CoIN: a network analysis for document triage by Yi-Yu Hsu and Hung-Yu Kao. (Database (2013) 2013 : bat076 doi: 10.1093/database/bat076)
Abstract:
In recent years, there was a rapid increase in the number of medical articles. The number of articles in PubMed has increased exponentially. Thus, the workload for biocurators has also increased exponentially.
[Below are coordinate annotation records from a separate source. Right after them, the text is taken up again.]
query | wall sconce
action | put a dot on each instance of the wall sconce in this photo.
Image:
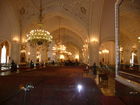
(94, 40)
(29, 53)
(77, 57)
(100, 52)
(16, 39)
(105, 51)
(24, 40)
(62, 57)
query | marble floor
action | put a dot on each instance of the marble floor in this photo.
(56, 86)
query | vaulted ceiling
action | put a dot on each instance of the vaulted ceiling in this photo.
(74, 14)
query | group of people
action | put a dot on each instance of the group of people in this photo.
(66, 63)
(101, 68)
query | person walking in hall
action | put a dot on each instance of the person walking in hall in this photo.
(94, 68)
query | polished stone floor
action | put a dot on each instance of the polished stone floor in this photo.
(53, 86)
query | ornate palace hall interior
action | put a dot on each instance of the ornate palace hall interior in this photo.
(69, 52)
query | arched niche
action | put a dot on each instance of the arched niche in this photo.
(4, 51)
(106, 53)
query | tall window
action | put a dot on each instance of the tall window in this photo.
(3, 54)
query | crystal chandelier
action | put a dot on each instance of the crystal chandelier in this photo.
(39, 35)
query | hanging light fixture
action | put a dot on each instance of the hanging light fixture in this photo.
(39, 35)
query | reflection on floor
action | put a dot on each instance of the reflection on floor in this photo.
(107, 87)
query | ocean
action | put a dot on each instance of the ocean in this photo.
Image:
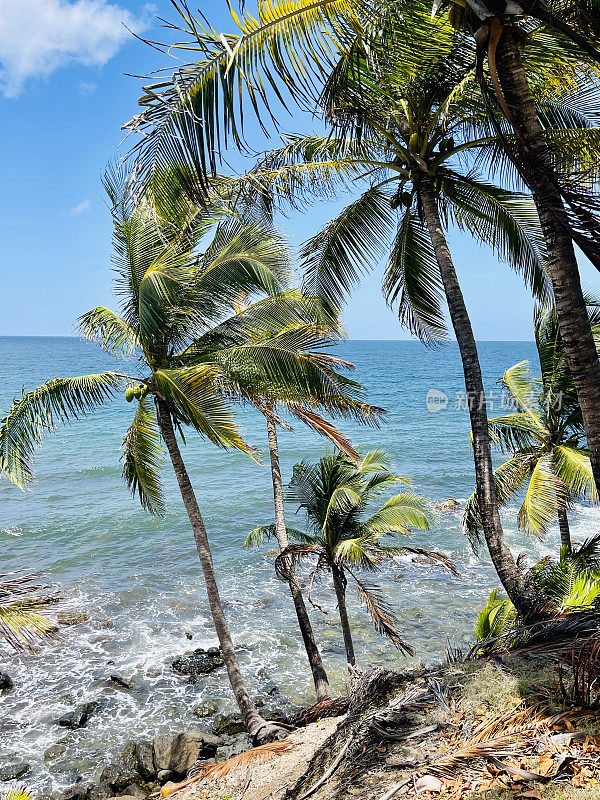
(139, 580)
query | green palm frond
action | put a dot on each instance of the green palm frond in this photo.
(509, 479)
(505, 221)
(108, 329)
(143, 458)
(264, 533)
(17, 793)
(399, 514)
(523, 389)
(348, 246)
(574, 469)
(495, 618)
(384, 620)
(412, 281)
(545, 494)
(22, 622)
(35, 413)
(192, 394)
(518, 431)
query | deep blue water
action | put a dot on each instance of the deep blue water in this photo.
(139, 578)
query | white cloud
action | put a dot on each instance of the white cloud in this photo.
(38, 37)
(86, 88)
(80, 208)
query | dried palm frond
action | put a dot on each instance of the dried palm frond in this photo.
(249, 758)
(334, 707)
(22, 622)
(439, 558)
(17, 793)
(451, 765)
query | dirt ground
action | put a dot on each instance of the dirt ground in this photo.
(270, 780)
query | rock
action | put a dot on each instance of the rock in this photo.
(124, 797)
(206, 709)
(100, 792)
(228, 724)
(6, 682)
(135, 791)
(119, 681)
(118, 776)
(12, 772)
(179, 753)
(144, 760)
(77, 792)
(79, 716)
(54, 751)
(71, 618)
(447, 505)
(200, 662)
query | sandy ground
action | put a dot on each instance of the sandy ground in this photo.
(270, 780)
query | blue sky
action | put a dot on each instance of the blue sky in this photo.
(63, 98)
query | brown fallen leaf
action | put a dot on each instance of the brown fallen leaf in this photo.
(429, 783)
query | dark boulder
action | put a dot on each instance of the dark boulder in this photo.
(78, 717)
(118, 776)
(200, 662)
(6, 682)
(12, 772)
(77, 792)
(228, 724)
(144, 760)
(179, 753)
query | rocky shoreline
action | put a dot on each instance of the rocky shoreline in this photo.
(146, 765)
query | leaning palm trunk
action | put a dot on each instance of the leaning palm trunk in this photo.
(504, 563)
(321, 681)
(563, 524)
(340, 593)
(260, 730)
(536, 166)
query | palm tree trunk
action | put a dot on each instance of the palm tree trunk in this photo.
(322, 688)
(563, 524)
(340, 592)
(260, 730)
(504, 563)
(574, 324)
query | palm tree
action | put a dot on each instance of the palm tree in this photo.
(568, 33)
(288, 49)
(545, 437)
(22, 621)
(176, 311)
(345, 532)
(340, 396)
(569, 584)
(408, 141)
(412, 140)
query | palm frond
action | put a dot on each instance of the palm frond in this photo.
(143, 458)
(22, 622)
(412, 281)
(41, 410)
(383, 619)
(348, 246)
(544, 496)
(108, 329)
(575, 470)
(192, 394)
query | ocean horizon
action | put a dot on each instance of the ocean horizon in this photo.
(139, 580)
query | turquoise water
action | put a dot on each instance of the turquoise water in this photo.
(139, 578)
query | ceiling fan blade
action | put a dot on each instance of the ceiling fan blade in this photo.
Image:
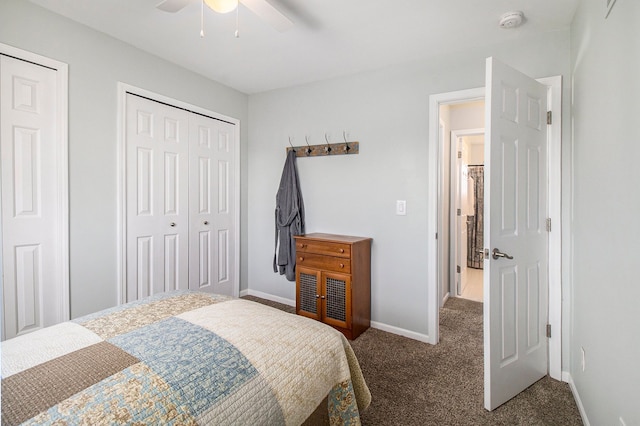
(172, 6)
(270, 14)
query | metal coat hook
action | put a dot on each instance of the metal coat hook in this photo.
(327, 148)
(346, 144)
(308, 150)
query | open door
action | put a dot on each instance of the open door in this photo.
(516, 239)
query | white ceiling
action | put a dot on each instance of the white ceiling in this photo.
(329, 37)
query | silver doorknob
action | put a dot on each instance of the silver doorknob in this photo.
(497, 254)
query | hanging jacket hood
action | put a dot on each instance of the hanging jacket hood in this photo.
(289, 218)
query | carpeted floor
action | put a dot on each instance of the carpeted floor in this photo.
(414, 383)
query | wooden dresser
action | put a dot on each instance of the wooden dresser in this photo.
(333, 281)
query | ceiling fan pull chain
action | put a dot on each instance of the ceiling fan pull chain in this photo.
(202, 18)
(237, 22)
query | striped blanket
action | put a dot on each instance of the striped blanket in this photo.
(182, 358)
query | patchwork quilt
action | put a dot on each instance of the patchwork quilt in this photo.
(182, 358)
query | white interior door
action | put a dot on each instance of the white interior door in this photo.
(516, 300)
(157, 148)
(32, 258)
(212, 207)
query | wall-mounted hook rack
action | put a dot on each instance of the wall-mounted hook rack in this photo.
(326, 149)
(342, 148)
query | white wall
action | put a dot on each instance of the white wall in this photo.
(387, 111)
(606, 231)
(96, 64)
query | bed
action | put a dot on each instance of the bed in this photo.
(183, 358)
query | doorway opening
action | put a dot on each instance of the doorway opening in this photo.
(439, 210)
(463, 189)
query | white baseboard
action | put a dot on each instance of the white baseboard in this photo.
(268, 296)
(378, 325)
(400, 331)
(576, 396)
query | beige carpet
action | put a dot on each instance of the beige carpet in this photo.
(414, 383)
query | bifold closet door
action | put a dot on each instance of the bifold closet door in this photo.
(211, 204)
(31, 279)
(157, 149)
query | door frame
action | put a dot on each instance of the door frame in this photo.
(435, 198)
(453, 234)
(123, 89)
(62, 159)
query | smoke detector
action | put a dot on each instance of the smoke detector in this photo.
(511, 20)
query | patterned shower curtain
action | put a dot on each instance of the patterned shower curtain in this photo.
(475, 223)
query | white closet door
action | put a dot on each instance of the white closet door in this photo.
(157, 197)
(212, 174)
(30, 247)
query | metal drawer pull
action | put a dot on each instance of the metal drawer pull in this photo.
(498, 254)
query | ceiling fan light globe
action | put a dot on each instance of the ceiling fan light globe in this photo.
(222, 6)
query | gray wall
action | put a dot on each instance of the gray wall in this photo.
(96, 64)
(606, 232)
(387, 111)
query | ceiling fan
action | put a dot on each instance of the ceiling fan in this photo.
(262, 8)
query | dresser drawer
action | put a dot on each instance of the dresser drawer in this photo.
(318, 261)
(323, 247)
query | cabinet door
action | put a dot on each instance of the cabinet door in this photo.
(336, 309)
(308, 292)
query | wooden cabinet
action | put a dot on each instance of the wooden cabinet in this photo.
(333, 281)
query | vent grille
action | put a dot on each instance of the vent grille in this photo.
(308, 285)
(336, 303)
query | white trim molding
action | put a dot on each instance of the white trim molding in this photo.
(123, 89)
(400, 331)
(268, 296)
(574, 390)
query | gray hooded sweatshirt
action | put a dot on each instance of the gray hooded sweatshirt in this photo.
(289, 218)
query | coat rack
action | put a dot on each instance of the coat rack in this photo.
(341, 148)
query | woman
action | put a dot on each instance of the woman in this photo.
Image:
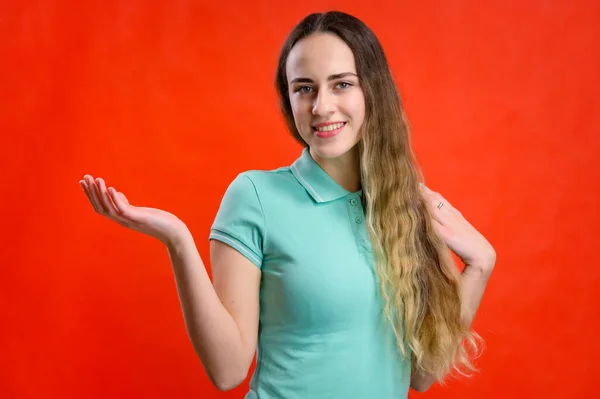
(337, 266)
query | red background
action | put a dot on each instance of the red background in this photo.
(169, 100)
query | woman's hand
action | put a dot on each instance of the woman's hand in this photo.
(115, 206)
(460, 236)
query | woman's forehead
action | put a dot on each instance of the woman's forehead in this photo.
(320, 55)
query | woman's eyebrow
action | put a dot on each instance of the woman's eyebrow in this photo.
(330, 78)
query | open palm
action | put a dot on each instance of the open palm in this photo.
(114, 205)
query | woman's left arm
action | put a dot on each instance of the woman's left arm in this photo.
(473, 249)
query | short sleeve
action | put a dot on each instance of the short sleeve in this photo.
(240, 220)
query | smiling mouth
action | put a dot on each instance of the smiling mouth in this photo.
(329, 128)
Under these circumstances, a system that can automatically determine in advance which article has a higher priority for curation can effectively reduce the workload of biocurators. Determining how to effectively find the articles required by biocurators has become an important task. In the triage task of BioCreative 2012, we proposed the Co-occurrence Interaction Nexus (CoIN) for learning and exploring relations in articles. We constructed a co-occurrence analysis system, which is applicable to PubMed articles and suitable for gene, chemical and disease queries. CoIN uses co-occurrence features and their network centralities to assess the influence of curatable articles from the Comparative Toxicogenomics Database. The experimental results show that our network-based approach combined with co-occurrence features can effectively classify curatable and non-curatable articles. CoIN also allows biocurators to survey the ranking lists for specific queries without reviewing meaningless information. At BioCreative 2012, CoIN achieved a 0.778 mean average precision in the triage task, thus finishing in second place out of all participants.
Database URL: http://ikmbio.csie.ncku.edu.tw/coin/home.php
From the introduction:
Network analysis concerns the relationships between processing entities. For example, the nodes in a social network are people, and the links are the friendships between the nodes. If we apply these concepts to the ACT, PubMed articles are the nodes, while the co-occurrences of gene–disease, gene–chemical and chemical–disease relationships are the links. Network analysis provides a visual map and a graph-based technique for determining co-occurrence relationships. These graphical properties, such as size, degree, centralities and similar features, are important. By examining the graphical properties, we can gain a global understanding of the likely behavior of the network. For this purpose, this work focuses on two themes concerning the applications of biocuration: using the co-occurrence–based approach to obtain a normalized co-occurrence score and using the network-based approach to measure network properties, e.g. betweenness and PageRank. CoIN integrates co-occurrence features and network centralities when curating articles. The proposed method combines the co-occurrence frequency with the network construction from text. The co-occurrence networks are further analyzed to obtain the linking and shortest path features of the network centralities.
The authors’ ultimately conclude that the network-based approaches perform better than collocation-based approaches.
If this post sounds hauntingly familiar, you may be thinking about Prioritizing PubMed articles for the Comparative Toxicogenomic Database utilizing semantic information, which was the first place finisher at BioCreative 2012 with a mean average precision (MAP) score of 0.8030.